À un responsable de festival qui m’avait gentiment invité, je demandais pourquoi les poètes n’étaient pas payés alors que les musiciens l’étaient.
La gentille personne m’a répondu cet aphorisme terrassant, « Les poètes vivent tous d’autre chose… » et ajoutant l’ignorance crasse à l’inconscience brutale, elle ajoutait : les musiciens, eux, ne peuvent pas vivre d’autre chose, ils doivent travailler leur musique.
Chacun le sait, un poète possède une muse, perchée sur son épaule, qui fait des « gloung gloung… » avec sa lyre et lui dicte ses poèmes.

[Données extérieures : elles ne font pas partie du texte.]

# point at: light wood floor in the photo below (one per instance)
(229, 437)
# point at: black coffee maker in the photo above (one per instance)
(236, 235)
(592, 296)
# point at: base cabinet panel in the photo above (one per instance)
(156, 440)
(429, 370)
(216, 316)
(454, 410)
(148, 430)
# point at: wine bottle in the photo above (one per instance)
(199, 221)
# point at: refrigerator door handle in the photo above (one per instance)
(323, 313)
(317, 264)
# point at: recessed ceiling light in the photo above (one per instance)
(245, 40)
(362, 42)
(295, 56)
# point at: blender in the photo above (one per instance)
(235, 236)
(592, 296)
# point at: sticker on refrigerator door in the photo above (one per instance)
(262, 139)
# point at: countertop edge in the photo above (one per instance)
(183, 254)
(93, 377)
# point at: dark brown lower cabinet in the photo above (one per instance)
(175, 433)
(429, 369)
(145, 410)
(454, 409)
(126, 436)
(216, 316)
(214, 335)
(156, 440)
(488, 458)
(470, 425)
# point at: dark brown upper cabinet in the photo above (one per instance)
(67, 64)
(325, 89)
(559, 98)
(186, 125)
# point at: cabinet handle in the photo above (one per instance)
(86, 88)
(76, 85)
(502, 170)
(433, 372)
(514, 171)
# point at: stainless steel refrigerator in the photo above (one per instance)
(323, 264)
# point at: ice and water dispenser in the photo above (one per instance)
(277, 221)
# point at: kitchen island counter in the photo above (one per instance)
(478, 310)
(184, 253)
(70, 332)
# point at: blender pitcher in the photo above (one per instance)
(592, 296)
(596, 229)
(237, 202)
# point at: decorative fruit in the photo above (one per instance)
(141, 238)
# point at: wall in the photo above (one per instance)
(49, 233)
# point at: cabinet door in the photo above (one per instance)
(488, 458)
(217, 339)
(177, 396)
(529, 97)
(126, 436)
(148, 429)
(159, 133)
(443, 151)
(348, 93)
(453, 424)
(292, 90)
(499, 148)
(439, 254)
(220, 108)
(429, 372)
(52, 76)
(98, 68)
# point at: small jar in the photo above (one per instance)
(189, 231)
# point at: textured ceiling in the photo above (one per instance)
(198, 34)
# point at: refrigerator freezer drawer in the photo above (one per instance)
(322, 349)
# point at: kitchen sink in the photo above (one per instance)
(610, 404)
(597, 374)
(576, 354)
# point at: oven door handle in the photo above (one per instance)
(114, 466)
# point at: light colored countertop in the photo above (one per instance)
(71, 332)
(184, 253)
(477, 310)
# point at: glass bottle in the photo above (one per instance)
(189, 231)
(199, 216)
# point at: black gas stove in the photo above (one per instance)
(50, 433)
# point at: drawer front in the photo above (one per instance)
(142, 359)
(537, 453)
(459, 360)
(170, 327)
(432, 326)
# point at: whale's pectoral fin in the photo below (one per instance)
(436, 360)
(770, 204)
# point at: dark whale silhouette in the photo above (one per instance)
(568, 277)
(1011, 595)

Pour les responsables de ce festival, il ne saurait être question de travail d’écriture, de temps de recherche, d’élaboration, de travail sur la langue, etc… l’idée qu’un poète puisse souhaiter vivre de son écriture est un fantasme ignorant des réalités économiques.
Je ne cite pas ce festival en particulier, subventionné par un conseil général, un conseil régional, parce qu’au fond, il n’est pas pire que bien des lieux accueillant des poètes. Il est de respectables institutions, des « maisons de la poésie » vivant d’argent public, avec locaux et personnel dûment payés (c’est normal, d’ailleurs), des bibliothèques publiques vivant à 100% d’argent public, qui pratiquent la même exploitation sauvage.